The resident of a senior living center in Elkins Park, Pa., outside Philadelphia, was joined at the April 15 ceremony by his family, including his four children.
According to Katz’s son, Michael, it was while doing research about his unit that Samuel Katz found out that the French government honored American liberators.
“He arranged for this event,” Michael said. “He was tenacious. He had called the French Embassy many, many times to no avail. And eventually he got this letter to get the award.”
“I’m sort of surprised. I never thought that they would send me an invitation for this medal,” said Samuel Katz, who called himself lucky to have survived the war considering the Army Air Forces took heavy casualties at that time.
“We did get into trouble several times. We had emergency landings and that sort of thing, and I saw many planes going down — on fire, people jumping out, some not able to get out. I can’t forget it,” he said.
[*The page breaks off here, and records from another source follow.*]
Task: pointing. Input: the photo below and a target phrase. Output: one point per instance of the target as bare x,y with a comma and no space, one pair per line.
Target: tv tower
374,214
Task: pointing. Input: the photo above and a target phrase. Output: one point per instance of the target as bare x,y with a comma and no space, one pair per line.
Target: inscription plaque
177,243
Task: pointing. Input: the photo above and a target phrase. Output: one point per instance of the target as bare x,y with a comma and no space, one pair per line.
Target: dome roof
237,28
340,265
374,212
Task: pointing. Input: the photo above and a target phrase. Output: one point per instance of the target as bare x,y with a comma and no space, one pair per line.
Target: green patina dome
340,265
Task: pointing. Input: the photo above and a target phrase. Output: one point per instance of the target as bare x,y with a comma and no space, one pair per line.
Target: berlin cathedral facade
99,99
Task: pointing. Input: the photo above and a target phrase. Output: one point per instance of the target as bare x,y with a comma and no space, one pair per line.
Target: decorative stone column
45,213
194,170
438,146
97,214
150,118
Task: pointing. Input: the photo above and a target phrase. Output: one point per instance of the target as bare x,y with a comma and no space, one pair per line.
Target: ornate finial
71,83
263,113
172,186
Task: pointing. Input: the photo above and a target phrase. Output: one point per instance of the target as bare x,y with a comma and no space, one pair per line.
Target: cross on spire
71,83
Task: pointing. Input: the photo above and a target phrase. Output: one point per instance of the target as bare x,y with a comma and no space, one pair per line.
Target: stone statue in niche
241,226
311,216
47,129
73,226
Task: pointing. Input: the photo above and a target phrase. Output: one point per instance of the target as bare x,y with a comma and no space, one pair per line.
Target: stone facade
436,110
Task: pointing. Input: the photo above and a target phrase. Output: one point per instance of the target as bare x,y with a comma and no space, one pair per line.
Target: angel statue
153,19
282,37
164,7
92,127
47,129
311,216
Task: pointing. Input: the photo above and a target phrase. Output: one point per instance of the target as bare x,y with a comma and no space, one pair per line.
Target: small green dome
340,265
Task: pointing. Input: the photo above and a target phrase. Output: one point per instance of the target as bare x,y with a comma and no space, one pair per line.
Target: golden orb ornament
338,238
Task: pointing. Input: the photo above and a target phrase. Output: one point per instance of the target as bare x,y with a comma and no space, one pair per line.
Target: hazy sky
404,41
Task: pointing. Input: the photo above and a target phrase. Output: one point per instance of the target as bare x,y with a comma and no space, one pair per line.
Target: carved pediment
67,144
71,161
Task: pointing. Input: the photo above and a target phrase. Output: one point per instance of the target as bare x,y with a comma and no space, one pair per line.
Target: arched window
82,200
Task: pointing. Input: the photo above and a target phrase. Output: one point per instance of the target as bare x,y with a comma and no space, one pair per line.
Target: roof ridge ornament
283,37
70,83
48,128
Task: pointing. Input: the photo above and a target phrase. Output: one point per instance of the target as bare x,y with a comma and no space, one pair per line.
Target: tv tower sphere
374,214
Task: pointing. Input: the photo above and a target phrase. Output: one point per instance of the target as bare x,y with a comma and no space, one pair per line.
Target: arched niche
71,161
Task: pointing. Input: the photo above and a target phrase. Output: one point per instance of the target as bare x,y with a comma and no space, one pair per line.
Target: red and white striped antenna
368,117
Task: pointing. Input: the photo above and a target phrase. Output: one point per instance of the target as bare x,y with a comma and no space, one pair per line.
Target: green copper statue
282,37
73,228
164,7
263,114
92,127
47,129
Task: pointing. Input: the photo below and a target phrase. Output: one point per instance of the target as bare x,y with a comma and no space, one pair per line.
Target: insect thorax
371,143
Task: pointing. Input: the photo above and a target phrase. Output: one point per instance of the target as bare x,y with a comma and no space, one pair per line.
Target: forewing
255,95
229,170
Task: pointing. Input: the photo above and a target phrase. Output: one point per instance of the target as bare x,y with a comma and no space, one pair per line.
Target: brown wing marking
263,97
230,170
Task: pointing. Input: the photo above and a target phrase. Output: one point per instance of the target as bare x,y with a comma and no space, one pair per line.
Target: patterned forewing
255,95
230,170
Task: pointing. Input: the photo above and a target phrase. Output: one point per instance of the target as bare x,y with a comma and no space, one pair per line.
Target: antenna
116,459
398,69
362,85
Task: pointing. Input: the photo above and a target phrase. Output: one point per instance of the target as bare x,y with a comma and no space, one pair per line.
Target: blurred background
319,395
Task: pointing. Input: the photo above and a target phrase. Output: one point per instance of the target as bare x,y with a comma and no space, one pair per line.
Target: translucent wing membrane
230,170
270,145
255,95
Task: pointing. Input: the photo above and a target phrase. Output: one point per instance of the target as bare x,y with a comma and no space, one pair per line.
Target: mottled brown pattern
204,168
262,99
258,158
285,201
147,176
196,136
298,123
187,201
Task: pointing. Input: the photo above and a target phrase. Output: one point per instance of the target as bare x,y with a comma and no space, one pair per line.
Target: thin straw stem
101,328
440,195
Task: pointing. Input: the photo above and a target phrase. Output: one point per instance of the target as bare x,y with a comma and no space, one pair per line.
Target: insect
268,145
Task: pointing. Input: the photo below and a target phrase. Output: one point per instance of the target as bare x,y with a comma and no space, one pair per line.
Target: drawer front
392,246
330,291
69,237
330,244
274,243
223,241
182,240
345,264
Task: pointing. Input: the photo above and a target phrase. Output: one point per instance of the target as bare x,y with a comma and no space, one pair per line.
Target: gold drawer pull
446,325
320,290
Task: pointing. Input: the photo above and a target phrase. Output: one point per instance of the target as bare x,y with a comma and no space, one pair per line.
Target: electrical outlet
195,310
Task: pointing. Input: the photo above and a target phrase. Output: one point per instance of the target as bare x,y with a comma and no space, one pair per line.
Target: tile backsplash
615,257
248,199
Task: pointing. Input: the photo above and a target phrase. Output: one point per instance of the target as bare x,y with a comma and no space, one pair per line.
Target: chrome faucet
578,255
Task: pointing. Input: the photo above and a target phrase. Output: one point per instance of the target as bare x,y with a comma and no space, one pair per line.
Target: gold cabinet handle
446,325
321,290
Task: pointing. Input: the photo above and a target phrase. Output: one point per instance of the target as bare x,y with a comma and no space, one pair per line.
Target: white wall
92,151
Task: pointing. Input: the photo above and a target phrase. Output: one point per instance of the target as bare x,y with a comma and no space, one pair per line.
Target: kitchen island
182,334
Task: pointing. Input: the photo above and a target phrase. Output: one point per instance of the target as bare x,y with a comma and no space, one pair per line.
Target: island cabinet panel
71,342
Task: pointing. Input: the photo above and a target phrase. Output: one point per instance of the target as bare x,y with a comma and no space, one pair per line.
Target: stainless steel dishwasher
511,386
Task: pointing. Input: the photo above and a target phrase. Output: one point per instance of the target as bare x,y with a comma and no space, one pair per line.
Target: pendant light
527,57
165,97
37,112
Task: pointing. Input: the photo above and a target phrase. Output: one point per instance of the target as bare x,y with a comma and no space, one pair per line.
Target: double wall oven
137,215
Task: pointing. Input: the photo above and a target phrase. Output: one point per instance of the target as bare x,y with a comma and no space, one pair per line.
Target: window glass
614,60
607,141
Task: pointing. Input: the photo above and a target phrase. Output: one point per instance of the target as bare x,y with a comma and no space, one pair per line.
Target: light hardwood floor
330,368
Katz enlisted in the Army in 1941 at age 20. After attending radio school and receiving radar training, he was accepted for flight training as a navigator and arrived in England for bombing missions July 1944.
Grandson Brandon Katz joined them at the ceremony, along with Samuel Katz’s daughters Lynn Benjamin, Cecilia Frankford and Sheryl Goldenberg. His wife, Leatrice, died in 2010.
“We’re teasing him and telling him he is becoming a knight because ‘chevalier’ means knight in French and so we’re calling him Sir Samuel,” said Benjamin.
Michael said that his father is “extremely happy and motivated” and is in “terrific health.”
“He doesn’t use a walker or wheelchair or cane. He exercises every day,” said Michael, who added that his father lives in a first-floor apartment, preparing his own meals and taking care of himself without the help of a nurse or other staff.
He walks three flights of stairs a day. “For exercise,” said Michael.
Fifteen other veterans were honored at the ceremony, presided over by Michel Charbonnier, the general consul of France. The American and French national anthems were sung by the choir of the Rochambeau French International School in Bethesda.
Speaking to the veterans, Charbonnier said he was humbled to honor them for their military achievements to secure freedom for France.
Said Charbonnier: “Without you, the Americans, we would not have been able to maintain our freedom, to rebuild our lands and our democracy as a common ideal between both sides of the Atlantic. We will never forget it.”